Wolfgang Nöstlinger (Foto: Dualpixel)
Wolfgang Nöstlinger (Foto: Dualpixel)

Photovoltaik-Anlagen speisen immer mehr Strom in das Netz. „Die Entwicklung – weg von fossilen Energieformen und hin zum Strom – ist durch die geopolitischen Krisen nochmals beschleunigt worden“, bescheinigt eww Vorstand Wolfgang Nöstlinger. Das alles habe in den vergangenen Monaten die Köpfe rauchen lassen, wie es weitergehen soll. Die Strategie ist klar: „Wir starten nun ein massives Ausbauprogramm, das Wels noch nie gesehen hat.
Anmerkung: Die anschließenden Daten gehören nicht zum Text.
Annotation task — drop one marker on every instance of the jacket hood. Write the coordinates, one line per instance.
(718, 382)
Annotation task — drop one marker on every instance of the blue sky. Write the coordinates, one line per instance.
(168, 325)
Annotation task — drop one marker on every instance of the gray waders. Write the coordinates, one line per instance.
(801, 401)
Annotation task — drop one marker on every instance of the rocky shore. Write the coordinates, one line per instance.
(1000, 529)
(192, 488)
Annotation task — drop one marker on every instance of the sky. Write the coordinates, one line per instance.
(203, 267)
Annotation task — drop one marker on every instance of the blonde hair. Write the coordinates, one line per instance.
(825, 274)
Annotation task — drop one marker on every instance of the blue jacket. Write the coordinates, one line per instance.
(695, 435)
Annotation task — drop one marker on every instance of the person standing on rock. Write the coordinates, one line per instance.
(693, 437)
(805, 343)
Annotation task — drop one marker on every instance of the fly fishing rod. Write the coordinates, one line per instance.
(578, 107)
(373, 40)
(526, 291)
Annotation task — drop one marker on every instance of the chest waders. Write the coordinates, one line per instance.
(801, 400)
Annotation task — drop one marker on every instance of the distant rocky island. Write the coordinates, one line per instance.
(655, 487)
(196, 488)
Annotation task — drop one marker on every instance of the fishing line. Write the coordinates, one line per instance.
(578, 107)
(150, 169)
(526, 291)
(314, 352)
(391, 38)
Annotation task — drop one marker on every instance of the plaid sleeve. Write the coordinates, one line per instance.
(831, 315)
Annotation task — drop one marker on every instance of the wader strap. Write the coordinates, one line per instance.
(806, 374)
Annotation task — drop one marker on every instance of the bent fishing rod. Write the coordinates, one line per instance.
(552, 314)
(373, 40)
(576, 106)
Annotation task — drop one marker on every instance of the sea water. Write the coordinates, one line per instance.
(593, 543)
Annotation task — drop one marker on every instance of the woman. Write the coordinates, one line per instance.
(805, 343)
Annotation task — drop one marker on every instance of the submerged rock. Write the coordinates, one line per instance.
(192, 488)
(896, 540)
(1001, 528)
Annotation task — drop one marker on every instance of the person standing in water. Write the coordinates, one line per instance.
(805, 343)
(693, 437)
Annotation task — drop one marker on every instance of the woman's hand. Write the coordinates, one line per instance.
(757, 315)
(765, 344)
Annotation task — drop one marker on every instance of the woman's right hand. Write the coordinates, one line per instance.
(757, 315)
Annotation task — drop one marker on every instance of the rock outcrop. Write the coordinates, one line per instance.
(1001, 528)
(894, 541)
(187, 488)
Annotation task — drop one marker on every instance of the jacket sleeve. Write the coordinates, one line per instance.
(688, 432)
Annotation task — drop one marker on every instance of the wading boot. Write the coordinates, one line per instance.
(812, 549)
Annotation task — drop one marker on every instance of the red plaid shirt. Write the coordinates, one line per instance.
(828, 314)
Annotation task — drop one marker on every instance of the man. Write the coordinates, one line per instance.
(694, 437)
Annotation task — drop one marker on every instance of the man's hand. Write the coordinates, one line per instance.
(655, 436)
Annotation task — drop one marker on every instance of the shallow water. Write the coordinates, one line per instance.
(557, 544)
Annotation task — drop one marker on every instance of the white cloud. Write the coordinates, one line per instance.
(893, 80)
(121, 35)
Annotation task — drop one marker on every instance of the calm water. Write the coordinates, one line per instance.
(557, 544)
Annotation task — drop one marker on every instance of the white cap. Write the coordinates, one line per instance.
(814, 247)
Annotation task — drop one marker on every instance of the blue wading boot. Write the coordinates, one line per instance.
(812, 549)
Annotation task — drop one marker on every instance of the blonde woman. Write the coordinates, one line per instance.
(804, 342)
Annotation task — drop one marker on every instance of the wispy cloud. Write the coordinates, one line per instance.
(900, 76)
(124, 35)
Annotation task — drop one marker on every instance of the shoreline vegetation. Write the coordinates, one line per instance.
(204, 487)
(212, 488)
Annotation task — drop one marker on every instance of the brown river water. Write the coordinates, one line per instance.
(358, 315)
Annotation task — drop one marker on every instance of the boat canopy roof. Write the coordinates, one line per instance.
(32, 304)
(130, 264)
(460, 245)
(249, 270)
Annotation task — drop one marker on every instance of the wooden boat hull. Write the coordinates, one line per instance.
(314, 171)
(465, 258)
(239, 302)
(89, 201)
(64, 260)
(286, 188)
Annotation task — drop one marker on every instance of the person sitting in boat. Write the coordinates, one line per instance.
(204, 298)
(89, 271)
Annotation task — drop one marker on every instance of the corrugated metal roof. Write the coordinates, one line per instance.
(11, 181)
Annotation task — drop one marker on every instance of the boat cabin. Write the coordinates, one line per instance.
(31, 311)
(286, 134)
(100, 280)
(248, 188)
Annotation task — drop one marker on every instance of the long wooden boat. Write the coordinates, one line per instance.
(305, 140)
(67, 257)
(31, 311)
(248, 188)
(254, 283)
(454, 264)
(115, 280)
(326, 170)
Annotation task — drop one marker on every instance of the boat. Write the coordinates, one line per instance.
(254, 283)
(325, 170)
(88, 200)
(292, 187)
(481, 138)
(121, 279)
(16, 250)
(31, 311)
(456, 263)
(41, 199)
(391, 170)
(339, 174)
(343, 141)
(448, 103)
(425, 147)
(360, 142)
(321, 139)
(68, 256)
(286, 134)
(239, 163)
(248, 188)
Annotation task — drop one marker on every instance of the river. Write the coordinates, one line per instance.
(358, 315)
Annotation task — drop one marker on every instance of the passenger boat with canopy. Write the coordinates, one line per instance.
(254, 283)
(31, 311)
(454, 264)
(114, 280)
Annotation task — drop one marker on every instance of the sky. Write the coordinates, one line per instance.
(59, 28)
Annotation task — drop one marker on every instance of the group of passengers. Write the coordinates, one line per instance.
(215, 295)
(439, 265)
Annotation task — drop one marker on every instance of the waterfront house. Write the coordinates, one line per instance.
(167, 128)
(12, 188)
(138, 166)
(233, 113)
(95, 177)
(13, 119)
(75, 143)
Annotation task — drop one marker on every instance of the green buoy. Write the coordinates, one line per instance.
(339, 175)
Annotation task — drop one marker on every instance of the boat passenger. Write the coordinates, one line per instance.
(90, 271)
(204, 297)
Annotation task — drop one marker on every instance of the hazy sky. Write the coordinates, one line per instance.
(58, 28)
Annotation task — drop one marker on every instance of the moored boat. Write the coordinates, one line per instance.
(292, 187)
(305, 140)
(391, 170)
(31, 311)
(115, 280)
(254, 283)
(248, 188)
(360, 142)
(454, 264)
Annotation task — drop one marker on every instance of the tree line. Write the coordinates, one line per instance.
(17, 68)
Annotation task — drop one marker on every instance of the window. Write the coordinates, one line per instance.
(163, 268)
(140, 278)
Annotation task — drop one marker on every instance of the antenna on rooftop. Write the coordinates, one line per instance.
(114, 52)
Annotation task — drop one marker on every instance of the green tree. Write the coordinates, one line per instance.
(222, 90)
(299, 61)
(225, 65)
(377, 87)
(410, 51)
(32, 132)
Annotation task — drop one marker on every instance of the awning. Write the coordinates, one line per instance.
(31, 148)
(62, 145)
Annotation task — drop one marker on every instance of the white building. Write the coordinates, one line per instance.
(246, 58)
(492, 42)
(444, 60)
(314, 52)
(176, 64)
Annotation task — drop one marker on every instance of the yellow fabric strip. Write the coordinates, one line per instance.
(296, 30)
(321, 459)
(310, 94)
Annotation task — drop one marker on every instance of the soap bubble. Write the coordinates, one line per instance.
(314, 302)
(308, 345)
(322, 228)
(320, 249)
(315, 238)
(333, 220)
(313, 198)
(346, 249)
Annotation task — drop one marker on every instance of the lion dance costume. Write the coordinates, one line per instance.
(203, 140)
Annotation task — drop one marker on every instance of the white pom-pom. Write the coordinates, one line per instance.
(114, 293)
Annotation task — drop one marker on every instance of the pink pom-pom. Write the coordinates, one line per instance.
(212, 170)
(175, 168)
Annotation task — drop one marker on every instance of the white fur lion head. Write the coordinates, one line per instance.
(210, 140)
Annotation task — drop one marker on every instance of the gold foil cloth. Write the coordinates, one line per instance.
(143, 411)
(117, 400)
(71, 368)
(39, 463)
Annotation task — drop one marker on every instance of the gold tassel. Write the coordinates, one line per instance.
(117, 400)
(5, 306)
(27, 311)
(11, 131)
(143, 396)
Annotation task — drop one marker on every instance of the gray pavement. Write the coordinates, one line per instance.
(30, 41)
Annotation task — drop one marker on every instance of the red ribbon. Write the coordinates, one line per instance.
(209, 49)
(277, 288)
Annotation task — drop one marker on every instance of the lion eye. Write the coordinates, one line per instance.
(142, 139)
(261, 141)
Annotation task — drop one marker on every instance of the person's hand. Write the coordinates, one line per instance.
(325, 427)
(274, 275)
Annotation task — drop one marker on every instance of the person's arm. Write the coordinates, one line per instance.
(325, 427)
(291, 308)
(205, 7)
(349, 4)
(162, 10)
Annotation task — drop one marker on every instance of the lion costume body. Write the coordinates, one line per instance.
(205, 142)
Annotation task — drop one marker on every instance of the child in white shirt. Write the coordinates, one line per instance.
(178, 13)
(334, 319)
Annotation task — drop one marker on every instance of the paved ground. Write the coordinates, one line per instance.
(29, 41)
Das schaffen wir aber nicht von heute auf morgen, deswegen wird man nicht sofort von allen Dachflächen PV-Strom im gewünschten Umfang einspeisen können“, erklärt Wels Strom Geschäftsführer Herbert Kierner. Der Ausbau ist ein Thema der Balance zwischen Preis und Technik. Der Strompreis muss für Kunden leistbar sein, aber die Investitionen müssen mit dem Produkt Strom auch wieder verdient werden.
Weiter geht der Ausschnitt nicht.